Cancer patients are not the only ones affected by skyrocketing drug prices. A recent CBC special report followed the story of Madi Vanstone, a 12 year old Ontarian who relies on a high-priced drug called Kalydeco to control her cystic fibrosis. The drug costs around $28,000 a month. That’s about $349,000 annually.

Provincial health plans do not cover Kalydeco. The family has relied on a private insurance plan and donations from friends to treat Madi. But their private insurance provider is re-assessing its commitment and the donations are running low. With nowhere left to turn, the Vanstones are petitioning local government to extend coverage for the drug that keeps Madi alive. But it’s a slow fight and time is running out.

Pharma justifies price hikes

Drugmakers insist that current pricing standards are entirely justifiable, and have come about as a result of volatile market conditions. According to Big Pharma, research is increasingly expensive – and so is the cost of satisfying rigorous pharmaceutical quality control protocols associated with testing new therapies. What’s more, with so many recent patent expiries drug companies must compensate for revenue lost from competing generics. They must charge more for the new, speciality products.
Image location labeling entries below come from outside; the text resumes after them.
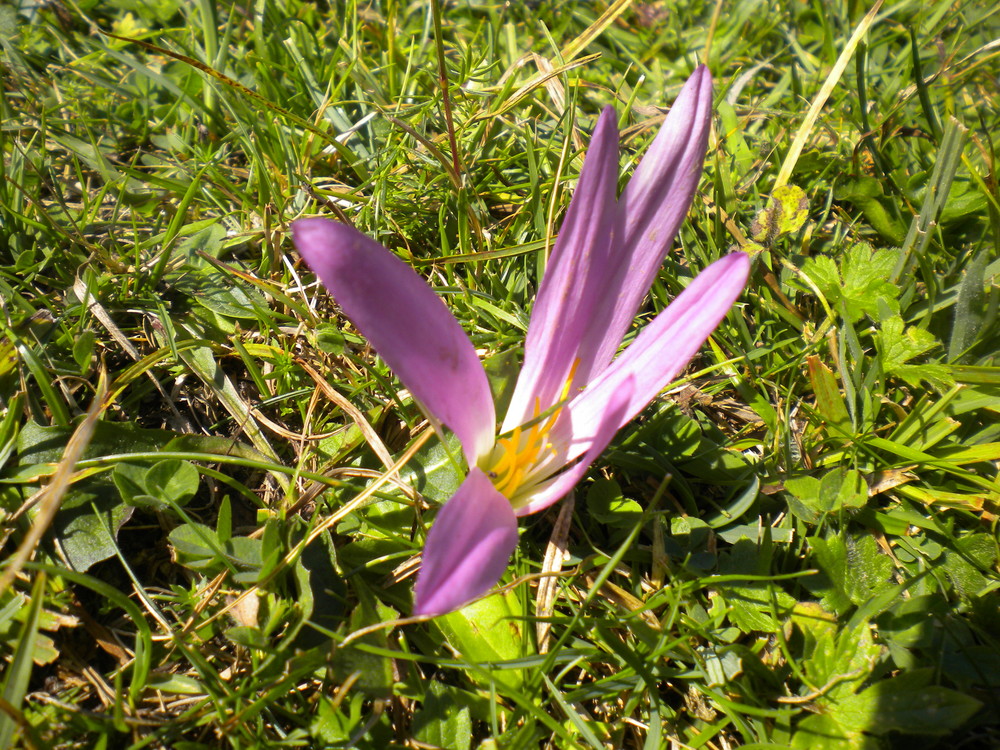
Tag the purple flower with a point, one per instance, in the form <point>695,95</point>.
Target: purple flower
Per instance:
<point>573,393</point>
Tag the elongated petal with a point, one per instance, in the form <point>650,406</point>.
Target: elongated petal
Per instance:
<point>653,205</point>
<point>659,353</point>
<point>574,282</point>
<point>591,445</point>
<point>409,326</point>
<point>467,548</point>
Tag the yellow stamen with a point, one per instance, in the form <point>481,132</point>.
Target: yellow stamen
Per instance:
<point>518,456</point>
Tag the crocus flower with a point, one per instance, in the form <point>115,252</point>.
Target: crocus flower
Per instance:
<point>573,393</point>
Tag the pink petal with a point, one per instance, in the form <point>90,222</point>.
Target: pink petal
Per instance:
<point>407,324</point>
<point>590,445</point>
<point>467,548</point>
<point>658,354</point>
<point>576,278</point>
<point>653,205</point>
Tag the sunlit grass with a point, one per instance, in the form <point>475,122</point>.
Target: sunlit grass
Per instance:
<point>231,556</point>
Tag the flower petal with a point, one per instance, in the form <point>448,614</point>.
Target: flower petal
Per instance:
<point>653,205</point>
<point>575,280</point>
<point>407,324</point>
<point>658,354</point>
<point>591,446</point>
<point>467,548</point>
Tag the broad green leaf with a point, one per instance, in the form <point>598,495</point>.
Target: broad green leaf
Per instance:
<point>905,704</point>
<point>488,632</point>
<point>607,506</point>
<point>786,211</point>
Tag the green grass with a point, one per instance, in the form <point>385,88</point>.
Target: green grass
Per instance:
<point>223,563</point>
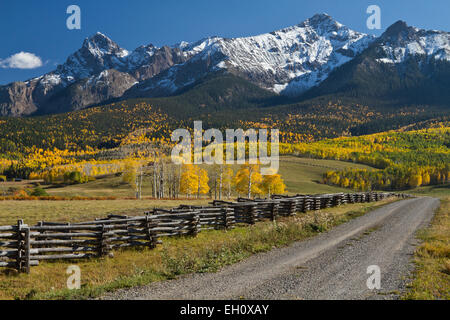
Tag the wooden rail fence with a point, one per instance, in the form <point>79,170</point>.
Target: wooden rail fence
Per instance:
<point>23,246</point>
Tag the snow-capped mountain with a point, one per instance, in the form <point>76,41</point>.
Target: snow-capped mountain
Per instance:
<point>401,41</point>
<point>288,62</point>
<point>100,70</point>
<point>405,64</point>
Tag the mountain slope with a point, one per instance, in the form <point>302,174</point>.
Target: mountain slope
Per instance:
<point>317,58</point>
<point>99,71</point>
<point>405,65</point>
<point>287,61</point>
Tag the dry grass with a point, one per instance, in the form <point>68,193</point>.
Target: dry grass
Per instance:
<point>74,211</point>
<point>432,276</point>
<point>208,252</point>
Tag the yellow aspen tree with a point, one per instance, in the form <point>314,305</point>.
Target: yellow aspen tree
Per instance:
<point>273,184</point>
<point>248,180</point>
<point>189,180</point>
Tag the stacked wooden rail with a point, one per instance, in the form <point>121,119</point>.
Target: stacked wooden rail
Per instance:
<point>23,246</point>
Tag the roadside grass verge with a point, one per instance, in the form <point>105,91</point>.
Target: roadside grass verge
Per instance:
<point>208,252</point>
<point>431,279</point>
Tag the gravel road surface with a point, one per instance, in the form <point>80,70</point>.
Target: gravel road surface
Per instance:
<point>332,265</point>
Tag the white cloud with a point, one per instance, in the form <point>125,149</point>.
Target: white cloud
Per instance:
<point>21,60</point>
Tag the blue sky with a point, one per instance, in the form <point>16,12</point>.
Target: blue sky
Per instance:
<point>39,27</point>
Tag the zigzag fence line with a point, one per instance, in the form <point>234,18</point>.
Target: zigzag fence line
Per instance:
<point>23,246</point>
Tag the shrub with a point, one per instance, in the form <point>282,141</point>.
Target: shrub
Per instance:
<point>75,177</point>
<point>38,192</point>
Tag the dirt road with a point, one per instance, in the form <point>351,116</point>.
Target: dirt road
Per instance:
<point>332,265</point>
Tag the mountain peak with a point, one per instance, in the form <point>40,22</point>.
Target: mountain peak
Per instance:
<point>100,45</point>
<point>396,29</point>
<point>322,21</point>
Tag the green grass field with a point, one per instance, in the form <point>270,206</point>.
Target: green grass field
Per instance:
<point>300,175</point>
<point>303,175</point>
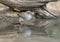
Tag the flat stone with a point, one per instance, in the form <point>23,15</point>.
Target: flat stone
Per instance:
<point>54,7</point>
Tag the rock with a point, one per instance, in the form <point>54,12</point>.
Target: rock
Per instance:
<point>54,7</point>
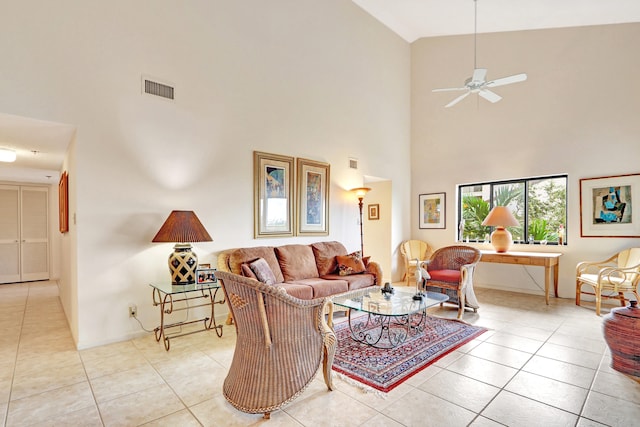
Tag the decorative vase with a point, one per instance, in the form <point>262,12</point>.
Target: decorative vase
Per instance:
<point>622,334</point>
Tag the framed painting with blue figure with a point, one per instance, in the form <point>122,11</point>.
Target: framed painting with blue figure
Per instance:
<point>313,198</point>
<point>607,206</point>
<point>273,195</point>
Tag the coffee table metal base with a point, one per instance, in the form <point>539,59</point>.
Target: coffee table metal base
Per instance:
<point>380,331</point>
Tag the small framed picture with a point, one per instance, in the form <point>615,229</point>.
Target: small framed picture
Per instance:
<point>374,212</point>
<point>432,210</point>
<point>205,275</point>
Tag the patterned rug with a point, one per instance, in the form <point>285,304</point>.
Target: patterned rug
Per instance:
<point>385,369</point>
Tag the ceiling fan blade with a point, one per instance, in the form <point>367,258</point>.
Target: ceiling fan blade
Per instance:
<point>449,89</point>
<point>458,99</point>
<point>507,80</point>
<point>489,96</point>
<point>479,75</point>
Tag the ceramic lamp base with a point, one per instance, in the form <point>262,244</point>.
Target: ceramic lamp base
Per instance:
<point>183,264</point>
<point>501,239</point>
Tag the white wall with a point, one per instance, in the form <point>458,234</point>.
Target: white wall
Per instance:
<point>319,80</point>
<point>576,114</point>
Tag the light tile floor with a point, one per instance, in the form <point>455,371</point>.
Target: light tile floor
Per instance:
<point>538,366</point>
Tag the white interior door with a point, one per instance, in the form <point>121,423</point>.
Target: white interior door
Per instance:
<point>9,234</point>
<point>34,243</point>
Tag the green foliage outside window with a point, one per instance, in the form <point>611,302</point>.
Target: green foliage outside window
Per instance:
<point>540,214</point>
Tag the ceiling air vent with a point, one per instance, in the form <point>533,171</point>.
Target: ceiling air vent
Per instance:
<point>158,89</point>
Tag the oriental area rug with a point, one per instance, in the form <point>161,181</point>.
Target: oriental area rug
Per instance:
<point>384,369</point>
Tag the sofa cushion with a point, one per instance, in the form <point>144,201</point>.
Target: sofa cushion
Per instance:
<point>324,288</point>
<point>262,271</point>
<point>325,253</point>
<point>247,255</point>
<point>296,262</point>
<point>450,276</point>
<point>350,264</point>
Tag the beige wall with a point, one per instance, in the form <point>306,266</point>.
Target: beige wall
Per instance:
<point>319,80</point>
<point>576,114</point>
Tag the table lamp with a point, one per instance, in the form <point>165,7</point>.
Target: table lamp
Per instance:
<point>501,217</point>
<point>182,227</point>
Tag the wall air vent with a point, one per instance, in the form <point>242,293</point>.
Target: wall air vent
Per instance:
<point>152,87</point>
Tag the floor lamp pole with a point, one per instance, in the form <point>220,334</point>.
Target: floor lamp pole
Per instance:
<point>360,192</point>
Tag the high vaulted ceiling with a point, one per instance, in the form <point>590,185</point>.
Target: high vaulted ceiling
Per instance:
<point>414,19</point>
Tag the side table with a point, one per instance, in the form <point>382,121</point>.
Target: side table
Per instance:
<point>166,295</point>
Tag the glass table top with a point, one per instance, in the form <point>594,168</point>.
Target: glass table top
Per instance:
<point>400,303</point>
<point>168,288</point>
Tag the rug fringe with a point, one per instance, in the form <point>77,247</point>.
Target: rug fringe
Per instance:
<point>360,386</point>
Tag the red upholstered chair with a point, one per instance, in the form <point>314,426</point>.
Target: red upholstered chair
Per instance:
<point>451,270</point>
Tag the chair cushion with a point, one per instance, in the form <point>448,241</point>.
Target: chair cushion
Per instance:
<point>451,276</point>
<point>350,264</point>
<point>263,272</point>
<point>296,262</point>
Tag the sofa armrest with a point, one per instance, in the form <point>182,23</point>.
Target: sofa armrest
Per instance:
<point>374,268</point>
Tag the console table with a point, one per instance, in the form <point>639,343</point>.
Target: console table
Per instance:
<point>548,260</point>
<point>166,295</point>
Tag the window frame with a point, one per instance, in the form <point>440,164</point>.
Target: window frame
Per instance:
<point>526,182</point>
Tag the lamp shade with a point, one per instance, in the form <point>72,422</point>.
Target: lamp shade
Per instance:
<point>182,227</point>
<point>500,216</point>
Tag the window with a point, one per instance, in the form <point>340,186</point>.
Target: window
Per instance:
<point>539,205</point>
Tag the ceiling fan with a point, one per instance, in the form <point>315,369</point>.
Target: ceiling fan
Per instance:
<point>478,83</point>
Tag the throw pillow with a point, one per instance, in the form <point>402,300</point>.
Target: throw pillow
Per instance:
<point>350,264</point>
<point>247,272</point>
<point>263,272</point>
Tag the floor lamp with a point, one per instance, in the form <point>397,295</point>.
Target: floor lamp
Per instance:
<point>360,192</point>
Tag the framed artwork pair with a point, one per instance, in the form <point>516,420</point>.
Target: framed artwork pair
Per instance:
<point>291,196</point>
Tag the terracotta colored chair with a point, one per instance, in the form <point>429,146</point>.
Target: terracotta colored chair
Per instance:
<point>281,342</point>
<point>410,251</point>
<point>451,269</point>
<point>616,275</point>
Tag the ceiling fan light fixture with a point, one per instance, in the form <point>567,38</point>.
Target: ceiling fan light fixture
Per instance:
<point>7,155</point>
<point>478,83</point>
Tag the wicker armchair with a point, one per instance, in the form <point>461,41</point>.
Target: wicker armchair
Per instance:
<point>616,275</point>
<point>410,251</point>
<point>451,269</point>
<point>281,342</point>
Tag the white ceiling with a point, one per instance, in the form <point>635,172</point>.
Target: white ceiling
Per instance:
<point>414,19</point>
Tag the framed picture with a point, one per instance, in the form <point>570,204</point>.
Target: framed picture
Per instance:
<point>606,206</point>
<point>374,212</point>
<point>313,198</point>
<point>432,212</point>
<point>63,202</point>
<point>205,275</point>
<point>273,195</point>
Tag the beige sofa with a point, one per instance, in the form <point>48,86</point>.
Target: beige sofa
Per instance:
<point>304,271</point>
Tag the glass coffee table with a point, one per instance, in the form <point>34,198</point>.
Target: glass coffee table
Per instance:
<point>388,319</point>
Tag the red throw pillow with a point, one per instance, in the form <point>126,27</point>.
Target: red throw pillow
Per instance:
<point>350,264</point>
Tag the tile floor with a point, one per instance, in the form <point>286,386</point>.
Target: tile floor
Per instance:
<point>537,366</point>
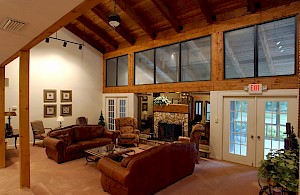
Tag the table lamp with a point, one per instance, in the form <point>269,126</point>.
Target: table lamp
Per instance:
<point>60,119</point>
<point>8,127</point>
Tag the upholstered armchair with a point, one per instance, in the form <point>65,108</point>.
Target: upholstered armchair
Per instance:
<point>126,130</point>
<point>38,130</point>
<point>81,121</point>
<point>197,132</point>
Conflict is on the horizon

But where does this leave the growing number of patients who are forced to choose between their health and the bare necessities of daily living? Big Pharma is reluctant to accept government interference in its pricing strategies. And one could argue that drug development is a business after all, responsive to the dynamics of supply and demand.

One thing is certain: students currently enrolled in pharmaceutical courses, soon to emerge as the new industry leaders, will undoubtedly have to contend with the complexities of price inflation, sustainability, and patient responsibility.

Do pharmaceutical companies have an ethical obligation to ensure drugs are priced affordably?